In the early 90s, when Schroeder was in her 20s, she met a girl she dubs “Lauren Renoir.” Renoir is a psychiatrist who’s ironically got plenty of mental health issues of her own. She’s bossy, pushing Schroeder to go back to college and then law school. She’s closeted, going so far as to ignore her mother, brother and stepfather when she’s out with Schroeder at a restaurant. And she’s possessive: “She didn’t like me to do anything that excluded her and that included reading, listening to music with headphones or spending time writing at the computer keyboard,” Schroeder recalls. “Going out on my own was out of the question.”

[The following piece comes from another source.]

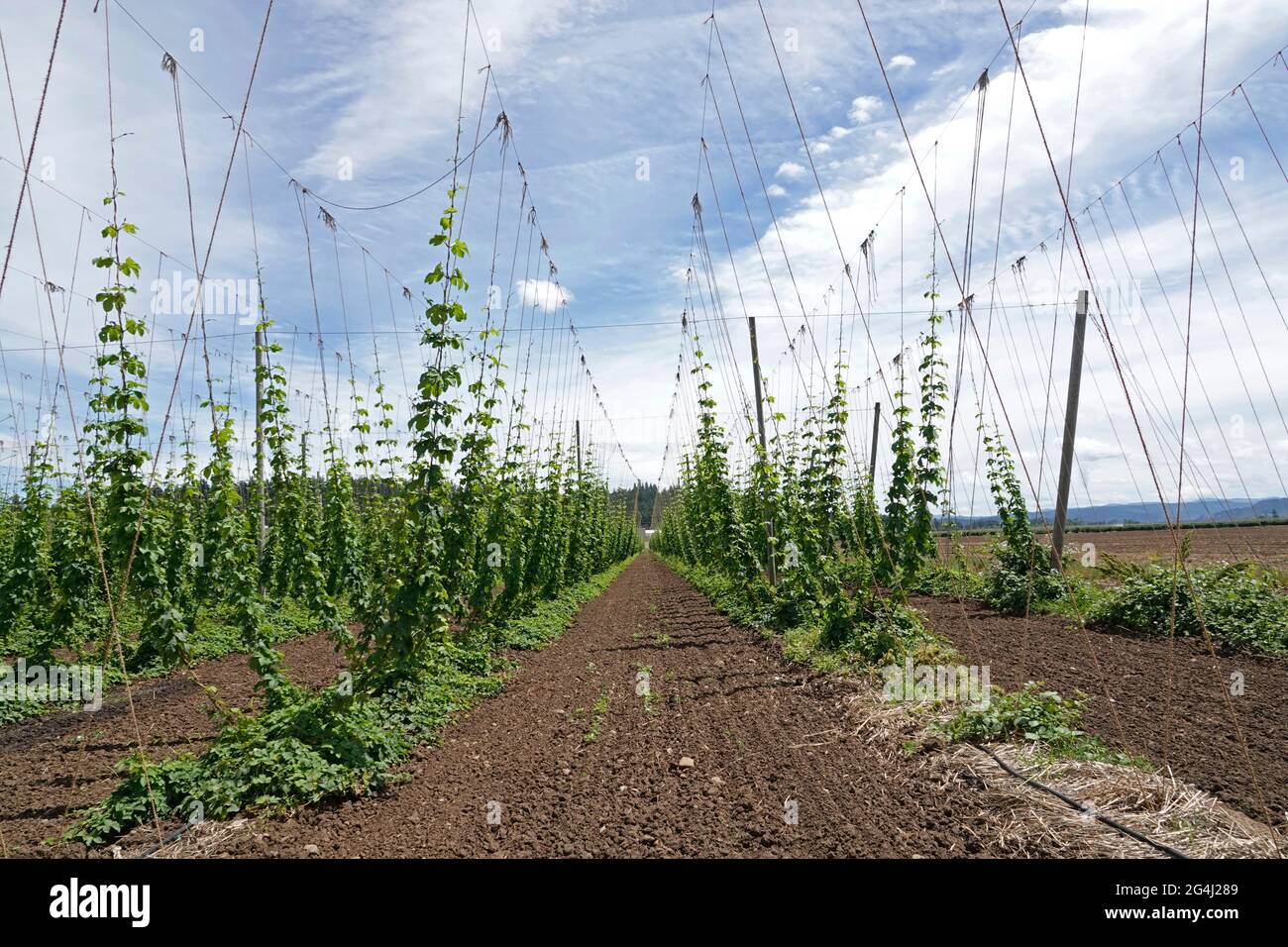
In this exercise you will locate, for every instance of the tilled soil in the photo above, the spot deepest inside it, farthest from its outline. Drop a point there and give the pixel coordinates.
(1192, 731)
(733, 754)
(55, 764)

As the years go by, Schroeder becomes increasingly depressed, due to both her life circumstances and her bipolar disorder, and yet instead of feeling sympathy for her, Renoir gets pregnant right after Schroeder tells her she’s not ready, adding more stress to an already stressful situation. Soon Renoir becomes physically abusive and by 2000, Schroeder is contemplating suicide, as she says, “more seriously than I ever had before.” It will be years before Schroeder can find her way back to normal.
In Beautiful Wreck, Schroeder proves she is intelligent, funny and brave. Hers is a particularly important story because it discusses lesbian domestic violence, a topic not typically addressed by the media. One only wishes Schroeder devoted a little more space to the bipolar and Tourette’s experiences. Yet, this is a highly engrossing read that will inspire anyone who has ever struggled with mental illness or crazy lovers. In other words, almost everybody.